Most firms think management is an art form – it’s not

It’s a science with well-defined skills and knowledge that should be taught

For the last two years, the Loyalty Group has been working to raise the calibre of its management talent.

It started with a new competency framework that sets out the skills and abilities the Toronto-based company — known for its Air Miles reward program — expects managers to demonstrate and now every manager with one or more reports must participate in the active leadership program.

The three-day program walks attendees through a model of effective management, explained Sandra Karpas, associate director of HR. They learn how to delegate work, how to assess if the employee has the capability and motivation to do the job and what management style will be the most effective.

The three days are scattered over three months so that the trainees can take what they learn, try it out in the workplace and get feedback from peers and employees.

HR also worked with employee groups to create a performance appraisal process to ensure managers are demonstrating the management capabilities set out in the framework.

The firm embarked on a systematic approach to management development because they recognized it would be necessary if they wanted to continue to improve performance, said Karpas. “At the end of the day, if you have managers who can’t manage effectively, employees will leave.”

By now everyone in HR knows the line — it’s recited like a mantra: people don’t leave companies, they leave their managers. So finding good managers is an essential component of staffing strategies, an integral part of the quest to become an employer of choice.

But management experts still contend that while employers may in fact be looking for good managers, they often aren’t looking in the right places. Why? Because there is a basic misunderstanding about what a good manager looks like.

There are still many cases where an employee is rewarded for great performance with a promotion into management, said Brendan Nagle, who teaches management development at colleges and universities.

Sometimes the company gets lucky and the new manager thrives. But too often the employee is completely unsuited for management. Not only does the company take a great employee away from where he was doing great work, it also puts him in a position that impedes the performance of other employees as well.

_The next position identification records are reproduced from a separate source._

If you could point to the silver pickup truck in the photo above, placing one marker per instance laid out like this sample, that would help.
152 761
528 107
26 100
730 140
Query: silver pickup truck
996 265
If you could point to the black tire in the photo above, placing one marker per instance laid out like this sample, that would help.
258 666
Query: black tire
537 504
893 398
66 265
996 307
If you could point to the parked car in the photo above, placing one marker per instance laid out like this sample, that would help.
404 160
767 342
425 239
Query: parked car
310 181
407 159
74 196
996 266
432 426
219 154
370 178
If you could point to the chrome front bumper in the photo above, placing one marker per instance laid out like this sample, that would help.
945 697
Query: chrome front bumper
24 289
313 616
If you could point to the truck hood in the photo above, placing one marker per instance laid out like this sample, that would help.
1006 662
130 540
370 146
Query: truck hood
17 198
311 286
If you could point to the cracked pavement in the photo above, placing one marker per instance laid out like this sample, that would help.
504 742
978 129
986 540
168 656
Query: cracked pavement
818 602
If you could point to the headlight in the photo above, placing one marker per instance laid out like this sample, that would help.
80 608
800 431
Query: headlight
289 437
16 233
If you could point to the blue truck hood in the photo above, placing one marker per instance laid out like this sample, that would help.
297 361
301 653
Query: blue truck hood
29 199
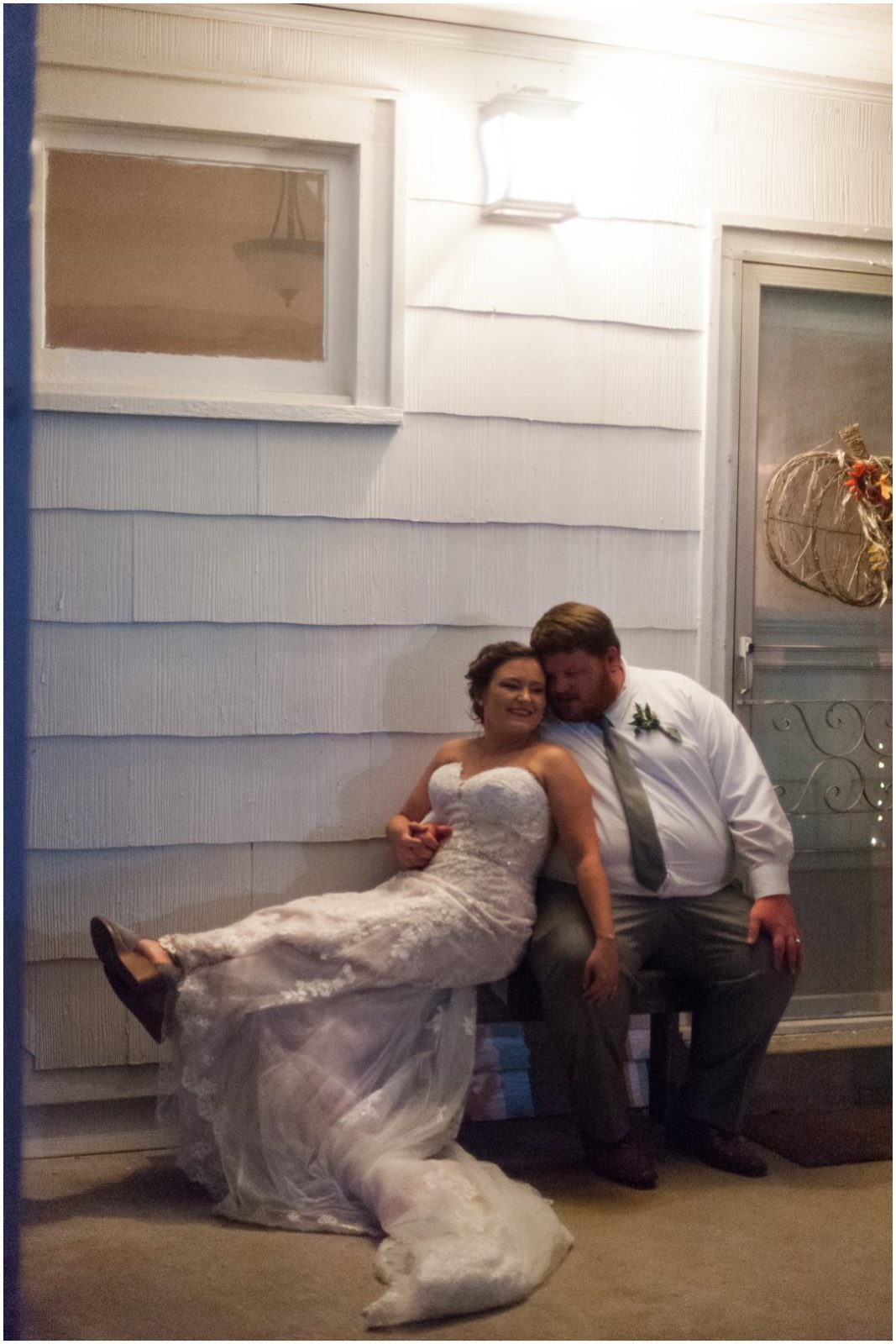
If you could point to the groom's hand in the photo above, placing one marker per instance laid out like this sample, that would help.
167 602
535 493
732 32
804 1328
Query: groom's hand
600 971
416 846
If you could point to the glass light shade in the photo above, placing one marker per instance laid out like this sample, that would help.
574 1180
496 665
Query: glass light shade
288 265
528 151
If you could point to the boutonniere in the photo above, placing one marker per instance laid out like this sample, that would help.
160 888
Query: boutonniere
645 721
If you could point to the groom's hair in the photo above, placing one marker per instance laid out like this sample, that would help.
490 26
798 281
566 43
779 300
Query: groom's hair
574 627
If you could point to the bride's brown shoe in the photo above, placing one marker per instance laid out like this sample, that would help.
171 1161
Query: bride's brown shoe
141 984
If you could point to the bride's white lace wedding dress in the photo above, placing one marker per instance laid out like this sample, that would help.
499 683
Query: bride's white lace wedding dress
322 1052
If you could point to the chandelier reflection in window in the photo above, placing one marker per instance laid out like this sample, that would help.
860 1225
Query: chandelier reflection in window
288 260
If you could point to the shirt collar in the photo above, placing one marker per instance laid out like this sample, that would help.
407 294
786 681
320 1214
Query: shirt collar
618 711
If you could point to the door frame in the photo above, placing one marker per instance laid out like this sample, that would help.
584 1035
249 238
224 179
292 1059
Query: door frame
734 241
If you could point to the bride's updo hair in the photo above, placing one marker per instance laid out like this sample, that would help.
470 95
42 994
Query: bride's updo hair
484 667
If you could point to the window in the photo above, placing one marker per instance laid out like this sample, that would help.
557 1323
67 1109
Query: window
197 266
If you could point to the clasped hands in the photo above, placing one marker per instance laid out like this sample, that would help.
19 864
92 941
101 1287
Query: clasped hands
416 846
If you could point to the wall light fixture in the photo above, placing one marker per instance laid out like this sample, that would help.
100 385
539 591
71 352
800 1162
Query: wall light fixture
528 150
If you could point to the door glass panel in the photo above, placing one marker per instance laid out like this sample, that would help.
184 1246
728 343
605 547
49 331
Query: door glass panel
820 703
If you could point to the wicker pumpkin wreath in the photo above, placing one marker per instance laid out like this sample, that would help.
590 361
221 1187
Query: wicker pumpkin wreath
829 521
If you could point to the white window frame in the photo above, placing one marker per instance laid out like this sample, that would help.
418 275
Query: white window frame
354 136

“Management is a learned skill but what happens too often is that nobody actually gets the opportunity to learn it,” he said. Instead people are promoted and left on their own to find their way. Some develop metaphors to interpret their situation, he said; they think of the office as a home, their employees are family members and the second in command a partner. That’s not helpful to anyone, he said, because it leaves managers treating employees like children. There is a technology to managing that involves collecting numbers and communicating expectations. Almost anyone can do it but they have to be taught.

Much of what it takes to be a great manager can be taught, agreed Norm Trainor, CEO of the training company, The Covenant Group. But first, it takes a certain kind of person with a unique set of personal values. In most instances, HR looks for things like integrity, honesty and a proclivity for teamwork. These are important, he said, but to be successful, a manager has to value the development and success of employees.

“In a management role you often have to subordinate your own ego and put your people at the centre,” he said.

In some cases, those values are absent in star employees. In sales, for example, success often stems from a high ego drive and the need for recognition. These types of people will not make good managers because, for the most part, people don’t change their values, he said.

Good managers take pleasure in seeing other people grow and shine. That can’t be taught, he said. But once that is there, anyone can be trained to be a good manager — though it often isn’t taught right.

Trainor also said management is a discipline with skills and a body of knowledge as well-defined as any science. “By an large most organizations don’t view it as a science, they view it as an art.”

That basic misunderstanding explains many organizational performance problems, he said. Often when employee’s performance disappointing, the employee is blamed, but more often than not, it’s a management issue.

For example, a fundamental manager responsibility is the assignment of work. But many managers don’t know the correct way to assign work, said Trainor. They give an employee a job to do, but don’t establish the context so that first, the employee knows why he has to do it but also the employee has to be clear on what is expected of him and that he has the resources to do it. Without that, the employee doesn’t have what he needs to do the job, said Trainor.

Nagle agreed that communication between manager and employee is critical for success.

“Managers aren’t bad managers because they want to be bad managers. They are bad managers because they expect people to be able to read their minds,” he said.

In many cases, managers have an idea of what it will take for the employee to do a good job, but they never tell them what it is.

Managers not only have to be taught how, but what to communicate. The key is to turn employee data on performance into constructive feedback, Nagle said.

“The only way you can give a manager something to say is to give them a way to collect data on employees. They have to be able to describe what they want employees to do, and give them training and feedback on performance.”